Dental clinic an eye-opener
The suffering was real.
The compassion was just as real.
One couldn’t help but be moved Friday and Saturday witnessing the free dental clinic held at St. Peter’s Episcopal Church.
The scene was both chaotic and choreographed at the same time. There was the noise of a dozen surgical suction machines mixed with music from a boom box and the chorus of 50 or 60 voices. At the same time, volunteers — about 40 of them — seemed to know where they needed to be and when they needed to be there. They worked as part of what appeared to be a well-oiled machine in roles that were new to most of them.
By any standard, it wasn’t a typical trip to the dentist’s office. There were no private offices nor piped-in elevator music. The patients sat in chairs just a few feet from other patients. There was no such thing as privacy here. The patients didn’t seem to mind, or if they did, they didn’t say anything.

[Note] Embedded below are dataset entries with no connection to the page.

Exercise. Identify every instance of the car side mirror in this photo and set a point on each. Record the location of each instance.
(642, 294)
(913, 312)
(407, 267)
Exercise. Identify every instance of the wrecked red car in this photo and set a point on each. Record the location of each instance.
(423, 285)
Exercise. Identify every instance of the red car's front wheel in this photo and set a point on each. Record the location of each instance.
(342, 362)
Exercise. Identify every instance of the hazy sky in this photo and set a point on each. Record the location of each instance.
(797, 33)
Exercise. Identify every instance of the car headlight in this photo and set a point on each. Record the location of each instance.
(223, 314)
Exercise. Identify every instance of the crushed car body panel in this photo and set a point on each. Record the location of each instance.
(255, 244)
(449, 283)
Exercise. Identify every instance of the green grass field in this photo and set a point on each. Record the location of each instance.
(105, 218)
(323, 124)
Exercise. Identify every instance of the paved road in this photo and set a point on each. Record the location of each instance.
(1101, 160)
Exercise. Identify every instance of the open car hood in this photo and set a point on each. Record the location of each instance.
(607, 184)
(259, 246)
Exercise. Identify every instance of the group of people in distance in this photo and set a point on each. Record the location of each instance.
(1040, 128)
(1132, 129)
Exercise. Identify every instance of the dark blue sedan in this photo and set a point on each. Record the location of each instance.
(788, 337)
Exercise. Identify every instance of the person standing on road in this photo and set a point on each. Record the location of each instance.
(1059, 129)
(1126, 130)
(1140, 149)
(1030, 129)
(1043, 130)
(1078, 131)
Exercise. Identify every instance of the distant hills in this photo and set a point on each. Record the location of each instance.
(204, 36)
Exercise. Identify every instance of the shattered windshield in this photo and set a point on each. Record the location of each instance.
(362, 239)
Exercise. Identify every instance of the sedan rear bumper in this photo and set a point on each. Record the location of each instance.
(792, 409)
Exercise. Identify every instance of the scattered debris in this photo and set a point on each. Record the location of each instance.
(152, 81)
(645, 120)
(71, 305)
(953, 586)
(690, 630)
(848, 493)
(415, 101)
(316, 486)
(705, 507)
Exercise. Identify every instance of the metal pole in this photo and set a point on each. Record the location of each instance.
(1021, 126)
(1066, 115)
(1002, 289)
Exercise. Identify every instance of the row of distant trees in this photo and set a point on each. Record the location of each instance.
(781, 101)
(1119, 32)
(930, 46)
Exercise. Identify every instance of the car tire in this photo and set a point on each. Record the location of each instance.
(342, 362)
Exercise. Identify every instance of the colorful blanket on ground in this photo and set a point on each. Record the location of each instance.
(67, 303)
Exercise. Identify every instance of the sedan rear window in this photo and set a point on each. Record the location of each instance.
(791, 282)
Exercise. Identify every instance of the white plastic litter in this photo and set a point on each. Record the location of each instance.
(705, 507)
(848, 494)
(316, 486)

Through it all, the patients seemed calm and resolute. How many times have we heard people complain about a long wait in the emergency room or a doctor’s office? There was none of that here. Some people started lining up as early as 3:30 a.m. They knew that at best, it would be 8 a.m. before somebody was able to actually see them. They probably knew the reality was that it would be far later than that. And for many it was.
Yet nobody complained.
One could argue that nobody had a right to complain. The patients were, after all, getting free dental work. But “free” isn’t quite the word we think of if it comes at the price of waiting 12 hours to get a filling.
And people did.
There could be any number of reasons why people don’t seek dental attention when they need. For some, it could be the stigma of an unpleasant visit in their past. They may wait until the pain just becomes too much and the infection too deep. For many, it boils down to money. Some don’t earn enough to be able to afford insurance or pay for a dental visit on their own. Yet they earn too much to be eligible for Medicaid. Even those who do fall under the Medicaid umbrella will find most dentists won’t take them as new patients. Dentists say they simply lose money for every Medicaid patient they see because the government will only reimburse them for half the normal fee for each procedure. And dentists do have bills to pay like everybody else does.
So where do we go from here?
Slott and the local dentists who participated can’t fix the bureaucracy, but he and others also can do what they can. The two-day dental clinic was part of that. It doesn’t come close to curing the dental issues facing the people in the Washington area, but it’s an effort. You can sit back and do nothing or you can step up to the plate and do something, even if it’s not enough. Their good-hearted effort deserves our support and applause.
For the young volunteers who worked at the clinic, the situation had to have been an eye-opener. Some of us forget about those who fall between the cracks, but they are all around us.
For at least two days, we as a community showed what we are capable of. For that, we can all be proud.